84 Seiten - 77,00 EUR (sw, 39 teils farbige Abb., 4 Tab.)   Shop
ISBN 978-3-86776-650-0


Zusammenfassung

Ziel des Forschungsvorhabens war die Untersuchung von Wechselwirkungen zwischen Prozessparametern und der Reibkraft zwischen Butzen und Matrize, die als wichtigste Stellschraube für die Vermeidung von hochkommenden Stanzbutzen dient. Mit der genauen Kenntnis der Einflussfaktoren kann die Reibkraft gezielt beeinflusst und das Hochkommen von Butzen verhindert werden.

Dies ermöglicht bereits im Vorfeld der Werkzeugfertigung die gezielte Auswahl von prozessangepassten Abhilfemaßnahmen in Form einer geeigneten Prozessparameterwahl. Derzeit erfolgen solche Maßnahmen meist erst nach Eintritt eines Schadensfalls und sind aufgrund von mangelnder Kenntnis der Wechselwirkungen in der Regel erfahrungsbasiert.

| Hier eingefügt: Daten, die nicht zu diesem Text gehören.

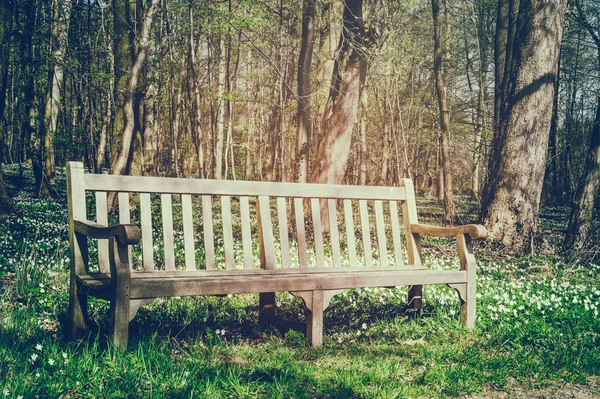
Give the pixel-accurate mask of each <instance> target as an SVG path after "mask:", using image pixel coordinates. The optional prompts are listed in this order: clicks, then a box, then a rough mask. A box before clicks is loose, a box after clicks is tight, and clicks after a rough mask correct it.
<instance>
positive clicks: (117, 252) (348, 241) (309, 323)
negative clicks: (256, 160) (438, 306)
mask: <svg viewBox="0 0 600 399" xmlns="http://www.w3.org/2000/svg"><path fill="white" fill-rule="evenodd" d="M67 193H68V206H69V232H70V234H69V239H70V245H71V274H70V292H69V316H68V326H67V334H68V336H69V337H70V338H76V337H77V336H78V334H79V333H80V332H81V331H85V330H88V329H89V328H90V327H91V325H92V324H94V323H93V322H92V321H91V320H90V318H89V315H88V310H87V300H88V297H90V296H91V297H96V298H100V299H104V300H107V301H109V302H110V311H109V312H110V317H109V335H110V338H111V339H112V341H113V343H114V345H115V346H116V347H118V348H121V349H126V348H127V344H128V335H129V322H130V321H131V320H132V319H133V318H134V317H135V315H136V312H137V311H138V309H139V308H140V306H143V305H145V304H148V303H150V302H152V301H153V300H155V299H156V298H162V297H183V296H195V295H218V296H222V295H229V294H249V293H257V294H259V316H260V319H272V318H273V317H274V316H275V304H276V301H275V293H276V292H286V291H287V292H290V293H292V294H293V295H296V296H298V297H300V298H302V300H303V301H304V304H305V306H306V315H307V324H306V336H307V340H308V343H309V344H310V345H312V346H319V345H321V344H322V342H323V337H322V336H323V312H324V311H325V309H326V308H327V306H328V305H329V302H330V301H331V298H332V297H333V296H334V295H336V294H338V293H340V292H342V291H343V290H345V289H349V288H366V287H387V288H389V287H397V286H407V287H408V305H409V307H410V308H412V309H414V310H417V311H419V310H420V309H421V306H422V286H423V285H424V284H446V285H448V286H450V287H452V288H454V289H456V291H457V293H458V296H459V298H460V300H461V321H462V322H463V324H464V325H465V326H467V327H468V328H472V327H474V326H475V314H476V312H475V306H476V304H475V299H476V262H475V257H474V254H473V249H472V245H471V240H474V239H481V238H484V237H485V236H486V231H485V228H483V226H480V225H474V224H471V225H465V226H455V227H439V226H429V225H424V224H420V223H419V221H418V217H417V208H416V203H415V197H414V189H413V186H412V181H411V180H409V179H402V180H400V181H399V187H358V186H343V185H316V184H296V183H277V182H247V181H216V180H207V179H177V178H164V177H136V176H112V175H95V174H85V173H84V169H83V165H82V164H81V163H79V162H69V163H68V165H67ZM113 202H115V203H116V209H115V210H116V212H115V213H116V215H115V216H111V207H112V204H113ZM117 216H118V221H117V223H114V219H115V218H116V217H117ZM111 218H112V219H113V223H109V220H110V219H111ZM421 235H429V236H434V237H452V238H454V239H455V240H456V256H457V257H458V259H459V261H460V267H459V268H458V269H457V270H438V269H435V270H434V269H430V268H428V267H427V265H426V264H425V263H424V262H423V259H422V253H421V252H422V249H421V244H420V237H421ZM157 241H160V244H161V245H159V246H156V245H155V244H156V243H157ZM90 244H91V245H92V247H91V248H93V249H95V250H97V259H94V260H93V261H92V260H90V254H91V253H92V251H91V249H90ZM157 248H159V249H160V251H158V252H157V251H156V249H157ZM134 254H135V256H134ZM257 254H259V256H260V262H257V261H255V260H258V259H257V257H256V255H257Z"/></svg>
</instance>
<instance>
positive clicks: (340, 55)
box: [310, 0, 370, 184]
mask: <svg viewBox="0 0 600 399" xmlns="http://www.w3.org/2000/svg"><path fill="white" fill-rule="evenodd" d="M362 8H363V2H362V0H346V2H345V7H344V13H343V28H342V33H341V35H340V41H339V44H338V50H337V54H338V56H337V59H336V60H335V64H334V67H333V73H332V77H331V87H330V90H329V98H328V99H327V103H326V105H325V111H324V112H323V119H322V120H321V134H320V137H319V144H318V146H317V150H316V155H315V160H314V162H313V166H312V171H311V176H310V181H311V182H313V183H338V184H339V183H341V182H342V179H343V178H344V172H345V170H346V163H347V162H348V157H349V154H350V145H351V142H352V128H353V126H354V121H355V120H356V114H357V109H358V104H359V100H360V94H361V90H362V89H363V84H364V82H365V78H366V75H367V67H368V63H367V59H366V58H365V56H364V55H365V54H364V52H365V51H368V48H369V47H370V43H369V41H368V37H367V36H368V34H367V32H366V30H365V21H364V20H363V9H362Z"/></svg>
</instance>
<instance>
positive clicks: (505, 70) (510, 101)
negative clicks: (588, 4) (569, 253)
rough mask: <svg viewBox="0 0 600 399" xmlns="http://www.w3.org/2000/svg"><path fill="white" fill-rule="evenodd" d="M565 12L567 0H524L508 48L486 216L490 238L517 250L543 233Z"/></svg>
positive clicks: (508, 250)
mask: <svg viewBox="0 0 600 399" xmlns="http://www.w3.org/2000/svg"><path fill="white" fill-rule="evenodd" d="M564 14H565V1H564V0H523V1H521V3H520V8H519V13H518V16H517V20H516V29H515V38H514V41H513V42H512V49H509V48H507V53H508V52H509V51H510V52H511V54H512V56H511V60H512V61H511V64H510V68H507V70H505V72H504V75H505V81H506V82H505V83H506V87H507V91H506V93H505V96H504V98H503V102H502V104H501V109H500V113H501V116H502V117H501V118H500V126H499V130H498V135H497V138H496V140H495V145H496V146H497V148H496V149H495V150H496V151H495V152H494V156H495V157H496V158H495V159H493V160H491V165H492V167H491V170H490V176H489V179H488V181H487V183H486V189H485V190H484V191H485V192H486V193H488V195H487V196H486V197H485V198H484V199H483V205H482V219H483V222H484V224H485V226H486V227H487V229H488V237H489V238H490V239H491V240H494V241H497V242H499V243H501V244H503V245H504V246H506V249H507V250H508V251H510V252H513V253H522V252H524V251H528V250H529V251H533V242H534V238H535V236H536V235H537V233H538V219H539V206H540V197H541V192H542V185H543V179H544V172H545V167H546V157H547V151H548V138H549V133H550V119H551V113H550V112H548V110H549V109H551V108H552V99H553V94H554V80H555V78H556V73H557V68H558V55H559V48H560V42H561V39H562V31H563V23H564ZM507 67H508V64H507ZM507 78H508V79H507Z"/></svg>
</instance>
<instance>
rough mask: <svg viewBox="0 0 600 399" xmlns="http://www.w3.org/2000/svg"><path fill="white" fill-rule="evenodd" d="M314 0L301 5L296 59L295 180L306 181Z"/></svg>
mask: <svg viewBox="0 0 600 399" xmlns="http://www.w3.org/2000/svg"><path fill="white" fill-rule="evenodd" d="M314 25H315V0H304V1H303V5H302V43H301V46H300V57H299V59H298V126H297V128H296V164H295V169H296V173H295V175H296V176H295V180H296V181H297V182H299V183H306V182H307V181H308V172H309V170H308V164H309V159H308V157H309V152H310V138H311V133H312V129H311V127H312V120H311V106H310V103H311V82H310V73H311V66H312V56H313V47H314V43H315V26H314Z"/></svg>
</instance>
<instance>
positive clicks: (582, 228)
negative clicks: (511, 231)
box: [564, 96, 600, 257]
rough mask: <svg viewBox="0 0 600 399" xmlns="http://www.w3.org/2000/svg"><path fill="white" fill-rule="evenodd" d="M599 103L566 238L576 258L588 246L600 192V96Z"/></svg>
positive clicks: (575, 198)
mask: <svg viewBox="0 0 600 399" xmlns="http://www.w3.org/2000/svg"><path fill="white" fill-rule="evenodd" d="M597 101H598V104H597V106H596V120H595V122H594V127H593V129H592V137H591V144H590V151H589V153H588V158H587V162H586V168H585V176H584V178H583V179H582V180H581V183H579V187H578V189H577V196H576V197H575V204H574V206H573V208H572V210H571V217H570V218H569V227H568V229H567V237H566V238H565V244H564V247H565V251H566V252H567V254H568V255H569V256H571V257H576V256H577V255H578V252H579V251H581V250H582V249H583V248H584V247H585V245H586V244H587V241H588V237H589V233H590V231H591V227H592V215H593V212H594V202H595V200H596V196H597V195H598V191H599V190H600V96H599V97H598V100H597Z"/></svg>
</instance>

Zur Erreichung des Ziels wurden zunächst im Austausch mit Vertretern der Industrie kritische, zu hochkommenden Stanzbutzen führende Prozessparameter, identifiziert. Hier sind beispielhaft der Blechwerkstoff, die Blechdicke und der Stempeldurchmesser zu nennen. Es zeigte sich, dass es über den gesamten Parameterbereich kritische Zonen gibt, in denen Butzen hochkommen.

Außerdem wurden herkömmliche Abhilfemaßnahmen diskutiert, die zumeist auf eine Erhöhung der Reibkraft zwischen Butzen und Matrize abzielen.
Zusammen mit den Ergebnissen aus dem Vorgängerprojekt „Ursache und Vorhersage von hochkommenden Stanzbutzen" (Fördernummer: 18440N) wurde die Reibkraft als die wichtigste und auch einzig notwendige Stellschraube für die zuverlässige Vermeidung hochkommender Stanzbutzen ermittelt.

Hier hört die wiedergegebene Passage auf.